また2017年12月の「神戸アイセンター」開設も、大きな出来事でした。眼科の専門病院と視覚病態学の研究所を融合した同様の施設は、海外ではごく当たり前。それを日本にもつくりたいと思ったのは、大学病院で眼科の臨床医をしていた頃。「神戸アイセンター」の誕生は、まさに夢の実現でもありました。

この神戸アイセンターを中心に、現在はAIを使ったバイオロジーや視覚障がい者の生活支援のための自動運転など、社会科学の領域にまで踏み込んで幅広い研究に取り組んでいます。願いは、ひとつしかありません。それは、視覚に障がいをもつ人がハンディを感じることなく暮らしていける社会を実現すること――。私たちは、その想いを関係者全員が共有し、組織や専門分野のワクを超えて研究活動にあたっています。

研究を支えた、たくさんの力

世界初の移植手術成功や神戸アイセンター設立は、神戸医療産業都市の素晴らしい研究環境と、研究を背後で支える多くの人のサポートがあったからこそ実現できたと私は感じています。

私が神戸に来て最初に驚いたのは、基礎から臨床まで再生治療の研究に必要な設備と施設が、ほぼ完璧に準備されていたこと。それを縦横無尽に活用するチャンスに恵まれたことで、私の研究は大きな飛躍を遂げました。

また運営をバックアップする神戸市の、柔軟で機動的な対応にも驚きました。新たな試みに対して常に前向きで、決して「NO」とはいわない。できない理由をあげつらうのではなく、どうすればできるかを考える――。ほかのどこもできないスピーディーな意思決定と実行力が、プロジェクトに大きな推進力をもたらしました。

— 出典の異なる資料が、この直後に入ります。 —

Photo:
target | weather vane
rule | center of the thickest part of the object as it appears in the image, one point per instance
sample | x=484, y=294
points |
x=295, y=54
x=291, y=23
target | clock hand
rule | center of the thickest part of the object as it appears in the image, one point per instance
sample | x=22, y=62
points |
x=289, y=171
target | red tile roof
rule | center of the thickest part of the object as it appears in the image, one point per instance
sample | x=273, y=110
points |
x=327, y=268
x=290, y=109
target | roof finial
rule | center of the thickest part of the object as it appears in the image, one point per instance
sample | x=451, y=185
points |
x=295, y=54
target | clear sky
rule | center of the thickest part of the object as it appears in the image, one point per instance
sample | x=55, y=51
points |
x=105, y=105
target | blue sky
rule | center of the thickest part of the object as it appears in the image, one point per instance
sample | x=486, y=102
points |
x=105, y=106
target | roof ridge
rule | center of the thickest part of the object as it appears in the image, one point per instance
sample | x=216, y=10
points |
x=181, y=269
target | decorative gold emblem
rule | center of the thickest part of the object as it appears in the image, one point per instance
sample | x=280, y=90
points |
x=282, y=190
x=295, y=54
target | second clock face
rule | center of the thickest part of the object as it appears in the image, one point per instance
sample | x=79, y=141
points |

人材については、さまざまな分野からエキスパートが集まり、それぞれの持ち場で与えられたミッションを完璧にこなしてくれます。“代わりがいない”優秀な人材に囲まれて、私は自由に思索を広げることができました。

信じて待ち続けている患者さんがいるから

研究活動では、多くの困難に直面し、難しい選択を迫られることもめずらしくありません。そんな時、気持ちを奮い立たせてくれるのは、私を信じて待ち続けている患者さんたちの存在です。「治らないといわれた難病の治療法を必ずつくります」――。大学病院の臨床医だった頃、患者さんと交わした約束を、私はいまも忘れません。その期待を裏切らないためにも、どんな困難があっても屈することなく前を向いて進むことが、私の使命です。いつか必ず、患者さんたちに嬉しい報告をできる日が来る。ふたつの夢をかなえてくれた神戸医療産業都市なら、きっとその日は遠くないと、私は固く信じています。